Thanks for the reminder guys! Took my beacon up to Stevens Pass last weekend for opening day and realized I hadn't changed mine out yet, although I did replace them late last season.


----------



## onji (Jan 28, 2011)

This is my first season riding in the BC, so 1 set of batteries should be me through an entire season without needing a replacement?

If it makes any difference I'm using a BCA Tracker DTS


----------



## [email protected] (Nov 23, 2011)

Wish I needed a beacon.....be safe.


----------



## killclimbz (Aug 10, 2007)

onji said:


> This is my first season riding in the BC, so 1 set of batteries should be me through an entire season without needing a replacement?
> 
> If it makes any difference I'm using a BCA Tracker DTS


Depending on how much you go, probably not. I generally replace the batteries in my beacon once the power level dips at or just below 70%. The reason being is that even though the battery drain is even, in really cold temps the power levels can drop considerably. Batteries are not that expensive. I generally do close to 60 days bc riding every season. I replace my batteries at least twice during the season.
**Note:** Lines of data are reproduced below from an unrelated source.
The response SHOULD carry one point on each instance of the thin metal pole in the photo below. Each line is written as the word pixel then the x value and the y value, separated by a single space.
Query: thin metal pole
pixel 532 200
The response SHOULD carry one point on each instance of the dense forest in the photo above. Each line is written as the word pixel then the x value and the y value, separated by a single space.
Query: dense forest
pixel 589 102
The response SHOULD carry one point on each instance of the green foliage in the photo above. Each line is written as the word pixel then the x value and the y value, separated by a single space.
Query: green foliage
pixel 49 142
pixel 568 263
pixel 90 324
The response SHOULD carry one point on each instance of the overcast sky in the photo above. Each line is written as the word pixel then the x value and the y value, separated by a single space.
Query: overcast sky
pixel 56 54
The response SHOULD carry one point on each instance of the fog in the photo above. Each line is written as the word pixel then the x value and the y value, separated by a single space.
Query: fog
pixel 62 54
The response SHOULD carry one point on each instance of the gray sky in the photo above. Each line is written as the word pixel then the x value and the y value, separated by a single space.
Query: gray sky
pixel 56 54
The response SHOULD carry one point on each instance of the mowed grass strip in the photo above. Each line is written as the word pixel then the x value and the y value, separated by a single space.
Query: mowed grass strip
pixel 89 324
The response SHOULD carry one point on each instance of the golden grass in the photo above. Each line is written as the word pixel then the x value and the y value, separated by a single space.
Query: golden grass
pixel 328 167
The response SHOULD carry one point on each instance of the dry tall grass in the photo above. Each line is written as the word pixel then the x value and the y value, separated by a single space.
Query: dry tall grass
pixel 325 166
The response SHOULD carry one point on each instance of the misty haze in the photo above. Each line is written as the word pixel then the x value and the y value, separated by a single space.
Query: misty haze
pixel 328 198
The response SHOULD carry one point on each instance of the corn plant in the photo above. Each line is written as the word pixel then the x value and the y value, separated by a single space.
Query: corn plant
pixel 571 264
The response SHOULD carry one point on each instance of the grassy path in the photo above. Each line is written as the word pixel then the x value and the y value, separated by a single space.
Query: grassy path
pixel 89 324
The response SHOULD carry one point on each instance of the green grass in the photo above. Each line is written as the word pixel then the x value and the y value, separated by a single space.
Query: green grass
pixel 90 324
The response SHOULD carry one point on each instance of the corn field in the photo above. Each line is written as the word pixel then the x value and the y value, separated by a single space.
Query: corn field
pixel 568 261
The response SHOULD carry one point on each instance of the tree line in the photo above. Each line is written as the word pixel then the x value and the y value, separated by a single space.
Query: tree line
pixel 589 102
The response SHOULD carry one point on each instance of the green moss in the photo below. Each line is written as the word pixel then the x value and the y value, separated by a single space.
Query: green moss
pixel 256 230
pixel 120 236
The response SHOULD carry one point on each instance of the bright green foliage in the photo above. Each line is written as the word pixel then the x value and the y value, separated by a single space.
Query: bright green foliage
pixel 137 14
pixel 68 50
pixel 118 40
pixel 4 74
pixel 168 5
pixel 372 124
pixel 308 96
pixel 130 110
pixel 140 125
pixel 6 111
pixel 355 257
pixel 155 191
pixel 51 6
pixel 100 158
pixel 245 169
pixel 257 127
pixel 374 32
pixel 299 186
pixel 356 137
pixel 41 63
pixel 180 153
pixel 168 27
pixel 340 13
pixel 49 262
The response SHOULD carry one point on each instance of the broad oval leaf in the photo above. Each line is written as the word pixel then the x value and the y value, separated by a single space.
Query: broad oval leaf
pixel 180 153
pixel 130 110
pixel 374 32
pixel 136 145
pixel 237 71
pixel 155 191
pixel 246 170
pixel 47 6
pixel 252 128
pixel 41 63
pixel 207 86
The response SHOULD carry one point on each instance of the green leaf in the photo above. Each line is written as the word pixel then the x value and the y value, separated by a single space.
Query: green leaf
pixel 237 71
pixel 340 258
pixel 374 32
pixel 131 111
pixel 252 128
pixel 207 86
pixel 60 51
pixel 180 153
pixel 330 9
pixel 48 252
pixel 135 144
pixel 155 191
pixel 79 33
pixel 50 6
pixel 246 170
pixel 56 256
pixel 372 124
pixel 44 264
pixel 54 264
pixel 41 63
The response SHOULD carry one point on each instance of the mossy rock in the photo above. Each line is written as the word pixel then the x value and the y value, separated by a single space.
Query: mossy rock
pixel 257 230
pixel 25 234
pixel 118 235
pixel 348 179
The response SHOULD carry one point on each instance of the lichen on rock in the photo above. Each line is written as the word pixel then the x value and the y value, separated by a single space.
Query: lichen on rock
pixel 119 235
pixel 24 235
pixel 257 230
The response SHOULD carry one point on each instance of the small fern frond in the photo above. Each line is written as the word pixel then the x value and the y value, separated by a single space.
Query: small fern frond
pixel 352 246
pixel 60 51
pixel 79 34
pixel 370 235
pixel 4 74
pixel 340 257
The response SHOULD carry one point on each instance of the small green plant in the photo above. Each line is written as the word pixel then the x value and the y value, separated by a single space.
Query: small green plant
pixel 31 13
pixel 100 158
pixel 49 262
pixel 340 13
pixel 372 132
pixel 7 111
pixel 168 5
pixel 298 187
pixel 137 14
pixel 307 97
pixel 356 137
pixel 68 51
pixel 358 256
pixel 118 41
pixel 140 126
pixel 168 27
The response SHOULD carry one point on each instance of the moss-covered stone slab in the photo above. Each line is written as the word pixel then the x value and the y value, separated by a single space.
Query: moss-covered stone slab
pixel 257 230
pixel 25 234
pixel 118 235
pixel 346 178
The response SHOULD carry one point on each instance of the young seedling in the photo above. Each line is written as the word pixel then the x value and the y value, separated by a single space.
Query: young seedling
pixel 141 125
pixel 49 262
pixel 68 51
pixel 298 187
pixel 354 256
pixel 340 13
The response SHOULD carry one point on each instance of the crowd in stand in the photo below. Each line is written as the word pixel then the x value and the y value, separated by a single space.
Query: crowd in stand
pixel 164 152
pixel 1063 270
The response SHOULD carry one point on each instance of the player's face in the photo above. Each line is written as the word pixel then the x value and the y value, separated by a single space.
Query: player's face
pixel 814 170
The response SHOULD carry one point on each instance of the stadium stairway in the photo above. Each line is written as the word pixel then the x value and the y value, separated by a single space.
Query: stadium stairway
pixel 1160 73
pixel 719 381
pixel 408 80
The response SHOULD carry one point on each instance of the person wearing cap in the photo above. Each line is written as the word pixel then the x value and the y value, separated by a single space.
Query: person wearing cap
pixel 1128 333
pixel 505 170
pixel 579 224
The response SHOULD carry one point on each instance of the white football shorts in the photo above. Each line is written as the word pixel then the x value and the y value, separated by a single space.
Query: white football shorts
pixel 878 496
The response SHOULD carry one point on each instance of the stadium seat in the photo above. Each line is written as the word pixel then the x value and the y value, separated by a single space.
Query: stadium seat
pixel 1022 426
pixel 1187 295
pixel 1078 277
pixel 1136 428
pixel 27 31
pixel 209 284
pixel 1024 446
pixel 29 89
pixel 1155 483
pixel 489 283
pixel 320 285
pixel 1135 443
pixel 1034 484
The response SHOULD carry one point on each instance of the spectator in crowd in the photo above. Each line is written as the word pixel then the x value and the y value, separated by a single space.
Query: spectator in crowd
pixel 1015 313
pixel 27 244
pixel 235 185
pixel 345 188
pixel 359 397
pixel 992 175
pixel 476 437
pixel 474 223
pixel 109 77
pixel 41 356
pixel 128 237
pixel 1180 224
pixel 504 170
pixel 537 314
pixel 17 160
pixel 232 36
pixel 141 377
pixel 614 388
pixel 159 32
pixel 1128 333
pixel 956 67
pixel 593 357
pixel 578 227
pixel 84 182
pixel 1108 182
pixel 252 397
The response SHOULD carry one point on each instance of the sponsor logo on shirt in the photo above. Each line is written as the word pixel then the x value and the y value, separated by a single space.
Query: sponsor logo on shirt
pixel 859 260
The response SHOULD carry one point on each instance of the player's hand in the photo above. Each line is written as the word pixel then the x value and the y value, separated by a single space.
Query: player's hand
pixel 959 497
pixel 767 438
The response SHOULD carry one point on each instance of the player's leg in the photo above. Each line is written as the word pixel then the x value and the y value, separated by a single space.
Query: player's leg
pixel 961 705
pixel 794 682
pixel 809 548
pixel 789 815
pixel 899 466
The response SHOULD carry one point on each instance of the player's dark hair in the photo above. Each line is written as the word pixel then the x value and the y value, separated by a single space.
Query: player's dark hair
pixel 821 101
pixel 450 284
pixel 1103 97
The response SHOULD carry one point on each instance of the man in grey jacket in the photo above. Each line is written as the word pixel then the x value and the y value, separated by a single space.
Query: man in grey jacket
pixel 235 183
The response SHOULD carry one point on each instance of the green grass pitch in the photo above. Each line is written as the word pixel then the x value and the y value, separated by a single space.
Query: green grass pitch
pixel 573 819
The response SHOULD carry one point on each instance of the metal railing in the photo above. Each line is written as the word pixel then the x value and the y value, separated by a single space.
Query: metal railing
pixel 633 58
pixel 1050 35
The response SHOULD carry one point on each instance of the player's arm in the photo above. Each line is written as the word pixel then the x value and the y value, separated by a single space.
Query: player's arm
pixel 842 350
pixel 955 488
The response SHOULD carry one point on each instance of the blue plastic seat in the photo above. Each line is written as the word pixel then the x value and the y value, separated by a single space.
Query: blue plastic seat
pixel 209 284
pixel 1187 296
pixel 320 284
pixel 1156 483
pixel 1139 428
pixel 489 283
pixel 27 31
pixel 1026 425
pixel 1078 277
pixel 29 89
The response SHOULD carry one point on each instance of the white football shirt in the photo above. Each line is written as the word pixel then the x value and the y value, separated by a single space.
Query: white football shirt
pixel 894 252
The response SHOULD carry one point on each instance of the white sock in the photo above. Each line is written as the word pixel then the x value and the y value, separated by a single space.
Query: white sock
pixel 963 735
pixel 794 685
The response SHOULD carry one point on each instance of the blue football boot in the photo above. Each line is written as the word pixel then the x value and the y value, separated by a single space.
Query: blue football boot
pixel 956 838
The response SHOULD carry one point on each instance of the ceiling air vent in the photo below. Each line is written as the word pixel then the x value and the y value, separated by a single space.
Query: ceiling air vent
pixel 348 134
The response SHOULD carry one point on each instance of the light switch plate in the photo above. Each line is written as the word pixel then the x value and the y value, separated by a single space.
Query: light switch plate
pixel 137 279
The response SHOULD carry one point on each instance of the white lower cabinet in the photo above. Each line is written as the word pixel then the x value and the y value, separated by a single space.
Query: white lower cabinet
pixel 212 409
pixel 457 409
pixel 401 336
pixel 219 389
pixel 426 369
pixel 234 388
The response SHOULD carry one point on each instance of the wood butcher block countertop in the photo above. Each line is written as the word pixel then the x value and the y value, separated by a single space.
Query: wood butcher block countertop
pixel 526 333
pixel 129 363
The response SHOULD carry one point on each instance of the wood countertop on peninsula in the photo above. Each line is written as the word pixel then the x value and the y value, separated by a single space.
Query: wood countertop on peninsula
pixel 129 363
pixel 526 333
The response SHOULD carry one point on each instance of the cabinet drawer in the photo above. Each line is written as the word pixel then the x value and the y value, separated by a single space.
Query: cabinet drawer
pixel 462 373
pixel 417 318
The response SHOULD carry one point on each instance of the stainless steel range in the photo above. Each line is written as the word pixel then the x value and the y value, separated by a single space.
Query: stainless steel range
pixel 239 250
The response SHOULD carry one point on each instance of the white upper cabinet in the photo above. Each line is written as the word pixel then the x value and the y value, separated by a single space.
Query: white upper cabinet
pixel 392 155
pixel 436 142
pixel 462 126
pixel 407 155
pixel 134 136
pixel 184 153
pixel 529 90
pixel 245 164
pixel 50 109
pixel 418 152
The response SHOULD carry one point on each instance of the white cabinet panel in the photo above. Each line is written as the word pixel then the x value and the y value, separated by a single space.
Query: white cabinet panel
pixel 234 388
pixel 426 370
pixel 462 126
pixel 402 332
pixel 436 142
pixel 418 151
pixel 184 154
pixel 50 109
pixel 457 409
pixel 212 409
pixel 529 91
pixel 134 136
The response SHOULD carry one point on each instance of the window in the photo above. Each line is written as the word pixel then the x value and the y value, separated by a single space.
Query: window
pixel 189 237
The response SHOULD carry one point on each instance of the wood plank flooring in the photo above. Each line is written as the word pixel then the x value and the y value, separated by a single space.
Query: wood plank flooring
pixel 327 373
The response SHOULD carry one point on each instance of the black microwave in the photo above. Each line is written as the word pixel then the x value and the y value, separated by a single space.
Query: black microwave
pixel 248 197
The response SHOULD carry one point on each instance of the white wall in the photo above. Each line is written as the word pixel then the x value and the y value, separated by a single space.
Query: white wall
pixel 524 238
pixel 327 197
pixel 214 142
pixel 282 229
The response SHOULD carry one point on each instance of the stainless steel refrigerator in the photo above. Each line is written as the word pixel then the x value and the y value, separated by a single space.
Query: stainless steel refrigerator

If (I believe this is the battery type for the DTS) triple A batteries are hard to come by in Japan, order a set of alkalines now. I generally buy the 24 packs and throw them in my gear bag. It is also not a bad idea to carry a set of four batteries in your pack or as my friend does, taped to his beacon harness strap. Makes for a handy quick swap should your batteries be dead. More importantly, they can be put in your friends beacon who has dead batteries.


----------



## oneshot (Oct 8, 2010)

anytime it shows under 80% i change mine (i'll put the 80%'s in a radio usually).. its def good practice to keep'em fresh! I carry a 6 pack of AAA's in my BC pack too.


----------



## onji (Jan 28, 2011)

killclimbz said:


> More importantly, they can be put in your friends beacon who has dead batteries.


Good thinking. :thumbsup:


Well this is my first season going BC. I'll probably do around 100ish days, and I'm guessing around 20-30 of those in the BC.


----------